For his part, Trudeau just wants to install a constitution, host next summer's economic summit in Montreal, and get out of politics with his name etched gloriously in history. He has long since abandoned his image of flair for one of jaded wisdom. When September's negotiations between the provinces and the federal government broke down, Trudeau sketched himself as elder statesman converged on by a group of angry, self-serving opportunists. While Levesque scored the most short-term points by saying "I told you so," Trudeau emerged as a voice of reason--troubled yet firm. He could call for a national referendum on whether to bring the constitution home, with a good shot at success. But he feels his recently-won majority mandate is enough for him to schedule a trip to Britain on Royal Canadian Air Force One (which presumably will soon be called Canadian Air Force One). In the purest of senses, he is right--it is time for Canada to have a constitution of its own.
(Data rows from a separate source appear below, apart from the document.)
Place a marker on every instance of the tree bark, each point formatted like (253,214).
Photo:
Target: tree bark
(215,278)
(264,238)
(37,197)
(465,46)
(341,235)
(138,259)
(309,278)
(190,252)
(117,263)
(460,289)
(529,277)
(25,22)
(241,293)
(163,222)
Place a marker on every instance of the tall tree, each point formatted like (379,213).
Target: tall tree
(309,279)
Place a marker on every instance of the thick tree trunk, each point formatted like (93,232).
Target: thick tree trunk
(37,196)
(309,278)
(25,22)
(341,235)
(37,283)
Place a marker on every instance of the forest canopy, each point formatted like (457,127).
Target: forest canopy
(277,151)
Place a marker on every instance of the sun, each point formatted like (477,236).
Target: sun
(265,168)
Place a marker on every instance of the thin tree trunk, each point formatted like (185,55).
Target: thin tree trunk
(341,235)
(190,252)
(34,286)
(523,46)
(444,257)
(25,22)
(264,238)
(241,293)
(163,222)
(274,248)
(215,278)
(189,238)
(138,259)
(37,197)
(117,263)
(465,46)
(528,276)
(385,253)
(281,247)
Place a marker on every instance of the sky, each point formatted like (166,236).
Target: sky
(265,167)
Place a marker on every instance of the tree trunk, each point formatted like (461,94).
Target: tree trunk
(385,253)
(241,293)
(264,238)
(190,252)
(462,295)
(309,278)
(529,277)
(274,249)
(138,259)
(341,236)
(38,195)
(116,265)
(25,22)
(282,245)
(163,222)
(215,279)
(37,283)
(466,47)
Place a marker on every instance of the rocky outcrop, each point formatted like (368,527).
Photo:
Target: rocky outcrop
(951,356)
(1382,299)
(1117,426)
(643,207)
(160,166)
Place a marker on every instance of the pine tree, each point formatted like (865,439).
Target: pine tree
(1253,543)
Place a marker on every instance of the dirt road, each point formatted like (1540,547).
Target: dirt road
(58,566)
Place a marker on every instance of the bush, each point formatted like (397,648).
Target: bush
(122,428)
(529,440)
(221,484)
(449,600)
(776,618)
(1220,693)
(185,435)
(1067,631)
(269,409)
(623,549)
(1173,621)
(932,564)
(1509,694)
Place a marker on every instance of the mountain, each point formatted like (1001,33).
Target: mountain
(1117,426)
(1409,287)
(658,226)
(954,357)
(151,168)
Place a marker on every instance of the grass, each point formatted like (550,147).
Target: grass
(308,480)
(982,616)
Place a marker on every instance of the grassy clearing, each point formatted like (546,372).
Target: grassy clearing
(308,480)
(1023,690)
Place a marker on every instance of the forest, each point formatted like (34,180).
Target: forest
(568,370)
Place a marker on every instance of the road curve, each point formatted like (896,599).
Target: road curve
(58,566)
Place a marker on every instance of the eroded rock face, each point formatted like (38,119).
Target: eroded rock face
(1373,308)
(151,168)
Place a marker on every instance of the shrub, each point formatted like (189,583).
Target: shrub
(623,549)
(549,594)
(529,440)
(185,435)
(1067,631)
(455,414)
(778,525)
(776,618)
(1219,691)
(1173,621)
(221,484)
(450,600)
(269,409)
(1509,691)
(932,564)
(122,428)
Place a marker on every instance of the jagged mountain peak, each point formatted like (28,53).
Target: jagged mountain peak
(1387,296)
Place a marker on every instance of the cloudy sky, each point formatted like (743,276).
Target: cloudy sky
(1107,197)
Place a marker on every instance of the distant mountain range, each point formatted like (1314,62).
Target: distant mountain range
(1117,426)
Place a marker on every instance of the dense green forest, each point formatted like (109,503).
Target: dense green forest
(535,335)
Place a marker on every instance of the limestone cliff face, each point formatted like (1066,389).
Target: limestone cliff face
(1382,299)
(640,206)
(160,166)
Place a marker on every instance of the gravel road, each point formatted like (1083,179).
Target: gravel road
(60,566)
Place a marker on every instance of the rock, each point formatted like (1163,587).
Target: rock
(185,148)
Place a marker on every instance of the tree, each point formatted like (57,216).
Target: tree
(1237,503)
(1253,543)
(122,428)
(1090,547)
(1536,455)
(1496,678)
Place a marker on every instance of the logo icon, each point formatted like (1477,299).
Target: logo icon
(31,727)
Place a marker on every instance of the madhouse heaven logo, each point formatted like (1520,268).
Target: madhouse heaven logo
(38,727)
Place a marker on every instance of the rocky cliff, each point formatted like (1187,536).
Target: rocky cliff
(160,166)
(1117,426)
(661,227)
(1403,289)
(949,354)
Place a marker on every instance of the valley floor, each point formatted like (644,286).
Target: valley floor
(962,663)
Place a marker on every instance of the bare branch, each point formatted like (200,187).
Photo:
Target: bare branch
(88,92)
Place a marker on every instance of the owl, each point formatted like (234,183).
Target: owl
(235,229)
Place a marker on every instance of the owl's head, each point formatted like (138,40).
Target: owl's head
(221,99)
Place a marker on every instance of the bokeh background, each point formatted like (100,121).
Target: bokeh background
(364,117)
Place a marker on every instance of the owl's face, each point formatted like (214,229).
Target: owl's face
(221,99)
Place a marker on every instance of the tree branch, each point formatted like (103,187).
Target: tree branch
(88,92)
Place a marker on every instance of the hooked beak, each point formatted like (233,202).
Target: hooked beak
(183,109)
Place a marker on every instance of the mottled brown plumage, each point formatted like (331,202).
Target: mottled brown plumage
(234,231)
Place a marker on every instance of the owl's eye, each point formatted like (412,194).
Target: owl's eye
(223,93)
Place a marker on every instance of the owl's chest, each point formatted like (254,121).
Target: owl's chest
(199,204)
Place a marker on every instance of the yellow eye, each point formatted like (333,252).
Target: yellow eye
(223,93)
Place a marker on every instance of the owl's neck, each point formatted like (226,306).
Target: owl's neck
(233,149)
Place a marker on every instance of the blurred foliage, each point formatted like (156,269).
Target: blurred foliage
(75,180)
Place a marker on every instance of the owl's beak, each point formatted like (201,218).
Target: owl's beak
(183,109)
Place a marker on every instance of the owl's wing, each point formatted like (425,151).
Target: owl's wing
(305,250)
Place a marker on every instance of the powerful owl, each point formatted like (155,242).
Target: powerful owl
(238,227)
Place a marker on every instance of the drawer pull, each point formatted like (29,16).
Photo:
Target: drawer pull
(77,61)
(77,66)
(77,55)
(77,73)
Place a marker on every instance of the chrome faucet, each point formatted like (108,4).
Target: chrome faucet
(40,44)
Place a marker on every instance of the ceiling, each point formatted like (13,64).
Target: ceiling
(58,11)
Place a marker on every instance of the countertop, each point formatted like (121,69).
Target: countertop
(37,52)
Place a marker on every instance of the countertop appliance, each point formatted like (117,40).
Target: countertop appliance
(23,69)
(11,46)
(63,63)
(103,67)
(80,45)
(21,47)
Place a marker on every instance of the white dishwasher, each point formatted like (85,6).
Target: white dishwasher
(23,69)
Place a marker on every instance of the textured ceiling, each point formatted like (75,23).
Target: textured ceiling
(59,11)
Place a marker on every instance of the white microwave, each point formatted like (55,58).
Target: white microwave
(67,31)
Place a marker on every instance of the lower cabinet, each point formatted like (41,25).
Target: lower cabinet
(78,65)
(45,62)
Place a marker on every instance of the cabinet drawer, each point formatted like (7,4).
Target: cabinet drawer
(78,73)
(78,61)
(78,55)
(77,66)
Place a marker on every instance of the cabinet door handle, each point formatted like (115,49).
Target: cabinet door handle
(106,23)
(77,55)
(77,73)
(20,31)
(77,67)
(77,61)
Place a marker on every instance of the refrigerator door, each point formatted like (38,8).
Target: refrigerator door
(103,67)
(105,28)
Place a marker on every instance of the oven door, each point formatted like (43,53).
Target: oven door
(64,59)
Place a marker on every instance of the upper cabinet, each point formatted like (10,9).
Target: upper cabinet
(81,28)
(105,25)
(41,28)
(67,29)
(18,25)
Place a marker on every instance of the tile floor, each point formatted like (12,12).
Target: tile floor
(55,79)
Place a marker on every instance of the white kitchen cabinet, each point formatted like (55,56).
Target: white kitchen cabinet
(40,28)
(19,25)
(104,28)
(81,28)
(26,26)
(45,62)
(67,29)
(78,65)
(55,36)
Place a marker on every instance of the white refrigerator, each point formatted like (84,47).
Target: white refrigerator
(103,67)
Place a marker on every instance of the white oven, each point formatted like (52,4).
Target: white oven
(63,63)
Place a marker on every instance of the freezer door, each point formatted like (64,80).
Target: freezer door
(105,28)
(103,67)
BUT, THAT DOES NOT diminish the undercurrent of change, the quiet revolution. Court battles on the constitution's particulars could last years. Paradoxically, a new constitution would offer strong provincial premiers a central outlet for griping, an unmoveable target. The national Conservatives could play on local sentiment and run a Reagan-like campaign, pledging to "restore" power to the provinces. Levesque's Parti Quebecois will doubtless try to capitalize on any pro-Anglophone or pro-West articles in the constitution; other provinces could rail against concessions to Quebec. The possibility of a wealthy province like Alberta withdrawing from a revised federation is greater then many think. Variations on Levesque's "sovereignty-association" formula for secession may prove the wave of the future.

Meanwhile, citizens continue to despair over the Montreal Expos' baseball failure and to follow the American presidential race with a studied cynicism. The voter worries more about pressing economic problems than the wording and nature of a document. But Canadians may be in the midst of the revolution they never had. As Trudaeu realizes better than his counterparts, revolutions leave little middle ground.